When not working, she sits in traffic in one of the most congested regions of the country, receives consolation from her rescued beagles, writes poetry, practices hot yoga, and tries to cultivate a foundation for three kids to direct their own lifelong learning (and to PLEASE STOP YELLING at each other—after all, we'll never end wars if we can't even make peace at home!).

Related posts

Happy Holidays 2023

We wish everyone a peaceful holiday season--and look forward to launching the 2024 Baldrige Award process next month!

Comments

Just so you know, the COO for the entire VA healthcare system is Bill Schoenhard. In his previous life he was the Executive VP for SSM healthcare, the first Baldrige winner in the healthcare category.
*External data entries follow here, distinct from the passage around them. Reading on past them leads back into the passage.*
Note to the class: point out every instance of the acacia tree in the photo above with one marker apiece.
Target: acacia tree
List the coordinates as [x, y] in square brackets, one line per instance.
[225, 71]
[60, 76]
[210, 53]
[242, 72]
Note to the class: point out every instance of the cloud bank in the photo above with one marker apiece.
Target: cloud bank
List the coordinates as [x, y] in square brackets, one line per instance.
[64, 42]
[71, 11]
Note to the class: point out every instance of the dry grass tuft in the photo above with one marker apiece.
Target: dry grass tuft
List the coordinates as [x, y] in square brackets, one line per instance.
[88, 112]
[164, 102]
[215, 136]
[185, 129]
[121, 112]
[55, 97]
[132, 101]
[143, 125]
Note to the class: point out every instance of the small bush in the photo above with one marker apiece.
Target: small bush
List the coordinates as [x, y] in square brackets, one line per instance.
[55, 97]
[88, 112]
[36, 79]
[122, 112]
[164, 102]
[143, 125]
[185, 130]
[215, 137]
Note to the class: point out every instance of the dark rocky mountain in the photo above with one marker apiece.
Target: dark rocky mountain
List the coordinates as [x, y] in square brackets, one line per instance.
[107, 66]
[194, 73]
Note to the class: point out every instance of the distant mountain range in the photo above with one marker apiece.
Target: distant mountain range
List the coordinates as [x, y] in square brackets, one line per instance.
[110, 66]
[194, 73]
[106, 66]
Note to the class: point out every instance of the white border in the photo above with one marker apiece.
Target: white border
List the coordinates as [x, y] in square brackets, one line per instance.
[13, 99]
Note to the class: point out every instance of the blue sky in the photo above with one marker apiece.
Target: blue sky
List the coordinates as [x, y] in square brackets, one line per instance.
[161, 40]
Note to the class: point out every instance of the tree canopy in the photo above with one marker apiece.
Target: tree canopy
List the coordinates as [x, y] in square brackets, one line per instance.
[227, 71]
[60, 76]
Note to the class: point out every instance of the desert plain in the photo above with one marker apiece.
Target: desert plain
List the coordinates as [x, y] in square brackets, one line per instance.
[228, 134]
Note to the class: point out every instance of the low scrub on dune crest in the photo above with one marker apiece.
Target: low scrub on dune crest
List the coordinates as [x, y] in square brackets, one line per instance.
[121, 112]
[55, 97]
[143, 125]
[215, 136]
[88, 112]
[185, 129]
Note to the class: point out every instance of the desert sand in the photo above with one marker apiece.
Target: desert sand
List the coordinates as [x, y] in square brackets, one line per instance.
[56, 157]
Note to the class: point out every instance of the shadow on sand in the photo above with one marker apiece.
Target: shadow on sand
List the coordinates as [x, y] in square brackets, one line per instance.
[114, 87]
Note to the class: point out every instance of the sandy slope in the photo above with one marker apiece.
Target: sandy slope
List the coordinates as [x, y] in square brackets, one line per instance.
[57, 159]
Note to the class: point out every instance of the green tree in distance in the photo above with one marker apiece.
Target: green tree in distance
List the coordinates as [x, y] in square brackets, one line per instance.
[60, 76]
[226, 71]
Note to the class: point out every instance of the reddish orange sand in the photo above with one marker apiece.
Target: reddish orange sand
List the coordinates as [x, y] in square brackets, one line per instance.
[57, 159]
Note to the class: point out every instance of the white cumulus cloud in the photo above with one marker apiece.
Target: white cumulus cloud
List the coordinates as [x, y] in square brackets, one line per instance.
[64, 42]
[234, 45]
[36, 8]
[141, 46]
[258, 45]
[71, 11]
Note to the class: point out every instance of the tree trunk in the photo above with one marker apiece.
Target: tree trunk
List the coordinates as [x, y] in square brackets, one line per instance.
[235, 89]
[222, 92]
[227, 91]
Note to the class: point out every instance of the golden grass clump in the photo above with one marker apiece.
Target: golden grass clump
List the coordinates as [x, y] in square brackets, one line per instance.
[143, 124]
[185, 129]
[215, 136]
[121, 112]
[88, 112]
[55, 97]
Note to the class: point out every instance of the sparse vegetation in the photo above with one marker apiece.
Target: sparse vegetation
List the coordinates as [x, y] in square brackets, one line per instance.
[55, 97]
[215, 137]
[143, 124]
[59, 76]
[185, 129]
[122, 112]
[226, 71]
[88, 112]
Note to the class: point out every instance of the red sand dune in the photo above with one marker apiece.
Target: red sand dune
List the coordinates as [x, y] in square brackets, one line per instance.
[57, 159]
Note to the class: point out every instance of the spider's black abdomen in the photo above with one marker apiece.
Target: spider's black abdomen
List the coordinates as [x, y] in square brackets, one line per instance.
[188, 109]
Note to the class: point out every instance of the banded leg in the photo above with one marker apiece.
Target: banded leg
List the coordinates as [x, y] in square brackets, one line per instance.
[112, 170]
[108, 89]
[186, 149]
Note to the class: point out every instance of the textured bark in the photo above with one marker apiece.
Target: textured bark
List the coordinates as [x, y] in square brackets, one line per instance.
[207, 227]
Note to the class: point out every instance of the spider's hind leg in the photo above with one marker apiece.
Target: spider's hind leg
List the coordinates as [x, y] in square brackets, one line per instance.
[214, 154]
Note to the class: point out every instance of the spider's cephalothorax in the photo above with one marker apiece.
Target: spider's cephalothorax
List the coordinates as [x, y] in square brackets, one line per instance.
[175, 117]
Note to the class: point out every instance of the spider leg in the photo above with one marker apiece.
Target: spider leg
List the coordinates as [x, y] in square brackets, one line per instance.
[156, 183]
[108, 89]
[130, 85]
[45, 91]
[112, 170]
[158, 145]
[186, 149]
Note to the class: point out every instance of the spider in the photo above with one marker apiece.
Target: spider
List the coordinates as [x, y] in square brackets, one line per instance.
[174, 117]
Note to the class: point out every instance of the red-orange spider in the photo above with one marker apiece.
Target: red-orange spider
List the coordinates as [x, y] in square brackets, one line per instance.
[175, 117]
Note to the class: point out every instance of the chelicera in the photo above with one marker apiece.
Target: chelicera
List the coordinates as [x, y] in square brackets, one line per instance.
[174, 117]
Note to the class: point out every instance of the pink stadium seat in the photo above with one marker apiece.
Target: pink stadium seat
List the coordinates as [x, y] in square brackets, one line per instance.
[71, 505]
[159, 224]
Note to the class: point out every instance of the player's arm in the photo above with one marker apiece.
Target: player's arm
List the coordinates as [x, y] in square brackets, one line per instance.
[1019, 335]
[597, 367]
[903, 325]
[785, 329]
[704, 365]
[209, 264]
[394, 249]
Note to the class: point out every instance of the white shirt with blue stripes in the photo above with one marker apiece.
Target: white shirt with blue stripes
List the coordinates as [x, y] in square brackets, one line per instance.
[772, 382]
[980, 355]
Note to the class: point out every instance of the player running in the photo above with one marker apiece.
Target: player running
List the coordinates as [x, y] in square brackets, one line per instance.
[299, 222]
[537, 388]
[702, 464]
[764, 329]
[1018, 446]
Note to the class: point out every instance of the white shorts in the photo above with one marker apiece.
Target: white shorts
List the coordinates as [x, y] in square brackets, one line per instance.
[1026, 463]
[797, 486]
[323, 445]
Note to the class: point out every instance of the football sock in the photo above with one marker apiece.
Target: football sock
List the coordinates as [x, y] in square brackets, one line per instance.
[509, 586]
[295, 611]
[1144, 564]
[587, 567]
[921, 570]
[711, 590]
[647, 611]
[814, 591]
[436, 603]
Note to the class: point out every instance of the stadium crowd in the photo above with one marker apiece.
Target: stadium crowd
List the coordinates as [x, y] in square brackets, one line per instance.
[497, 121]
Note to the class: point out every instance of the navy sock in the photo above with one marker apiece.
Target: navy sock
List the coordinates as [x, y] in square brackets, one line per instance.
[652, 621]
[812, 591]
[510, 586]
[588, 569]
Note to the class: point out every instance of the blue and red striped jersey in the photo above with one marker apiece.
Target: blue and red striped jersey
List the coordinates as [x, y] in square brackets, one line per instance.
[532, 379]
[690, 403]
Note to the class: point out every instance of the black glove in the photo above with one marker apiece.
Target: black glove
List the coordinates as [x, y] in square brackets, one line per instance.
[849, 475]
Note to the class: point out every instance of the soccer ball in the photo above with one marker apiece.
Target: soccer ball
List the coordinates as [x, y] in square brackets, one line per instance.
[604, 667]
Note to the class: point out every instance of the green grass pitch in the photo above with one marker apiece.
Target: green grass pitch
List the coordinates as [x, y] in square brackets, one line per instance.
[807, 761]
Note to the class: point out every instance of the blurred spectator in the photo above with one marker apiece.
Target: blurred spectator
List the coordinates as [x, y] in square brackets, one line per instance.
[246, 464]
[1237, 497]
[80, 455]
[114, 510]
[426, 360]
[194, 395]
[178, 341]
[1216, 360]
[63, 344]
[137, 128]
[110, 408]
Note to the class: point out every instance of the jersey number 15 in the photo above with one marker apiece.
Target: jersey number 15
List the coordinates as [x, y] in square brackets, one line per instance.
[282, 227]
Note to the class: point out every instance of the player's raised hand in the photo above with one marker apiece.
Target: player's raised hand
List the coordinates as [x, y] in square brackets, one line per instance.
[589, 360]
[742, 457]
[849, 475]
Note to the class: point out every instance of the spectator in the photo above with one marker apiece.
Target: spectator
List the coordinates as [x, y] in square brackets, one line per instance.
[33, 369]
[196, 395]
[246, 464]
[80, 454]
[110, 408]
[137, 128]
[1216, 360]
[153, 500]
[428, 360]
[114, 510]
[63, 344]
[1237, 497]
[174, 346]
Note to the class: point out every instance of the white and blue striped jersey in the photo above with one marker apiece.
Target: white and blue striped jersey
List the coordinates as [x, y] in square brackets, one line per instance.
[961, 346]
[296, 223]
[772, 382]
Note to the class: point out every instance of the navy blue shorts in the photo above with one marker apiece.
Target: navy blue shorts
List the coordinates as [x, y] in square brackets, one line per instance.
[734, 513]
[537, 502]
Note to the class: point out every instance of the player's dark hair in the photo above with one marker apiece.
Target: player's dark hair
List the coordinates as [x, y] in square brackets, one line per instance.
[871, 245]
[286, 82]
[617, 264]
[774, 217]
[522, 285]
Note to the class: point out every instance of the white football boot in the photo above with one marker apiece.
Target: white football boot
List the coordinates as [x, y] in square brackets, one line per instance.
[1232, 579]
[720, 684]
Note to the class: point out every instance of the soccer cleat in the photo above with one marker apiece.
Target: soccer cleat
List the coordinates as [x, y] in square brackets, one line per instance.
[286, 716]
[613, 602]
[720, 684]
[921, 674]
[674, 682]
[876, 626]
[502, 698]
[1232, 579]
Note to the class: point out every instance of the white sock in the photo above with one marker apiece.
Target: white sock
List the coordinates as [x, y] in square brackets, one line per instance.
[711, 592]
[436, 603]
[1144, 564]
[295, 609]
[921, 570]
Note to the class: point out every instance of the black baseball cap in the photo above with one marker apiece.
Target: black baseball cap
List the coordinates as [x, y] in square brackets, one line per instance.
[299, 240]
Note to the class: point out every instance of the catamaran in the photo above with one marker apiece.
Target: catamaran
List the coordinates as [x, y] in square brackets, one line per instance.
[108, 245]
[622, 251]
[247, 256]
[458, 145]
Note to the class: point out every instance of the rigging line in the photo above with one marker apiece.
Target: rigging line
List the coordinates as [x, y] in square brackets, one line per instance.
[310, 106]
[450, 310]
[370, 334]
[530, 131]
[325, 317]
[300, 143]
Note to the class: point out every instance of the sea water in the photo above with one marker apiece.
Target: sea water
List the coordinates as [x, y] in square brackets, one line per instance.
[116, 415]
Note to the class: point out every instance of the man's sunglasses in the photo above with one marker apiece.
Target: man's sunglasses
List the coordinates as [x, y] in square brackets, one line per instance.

So it is no surprisev that the VA sees the benefit of the criteria.
The U.S. Senate Productivity and Quality Award for Virginia has been accepting award applications from District of Columbia organizations for at least five years. In 2009 the Veteran Affairs Medical Center-Washington, D.C. received the Senate Medallion of Excellence, our top recognition level.
Dean and Bob Sounds like there is lots of good cross-fertilization between Baldrige and Carey. The idea of organizations taking the base Baldrige Criteria and approach and adapting it to their unique needs seems to work really well. I wrote about how the business schools who accredit through ACBSP had done a really nice job with adapting for business programs. Hopefully the Carey work can become a model for other government agencies.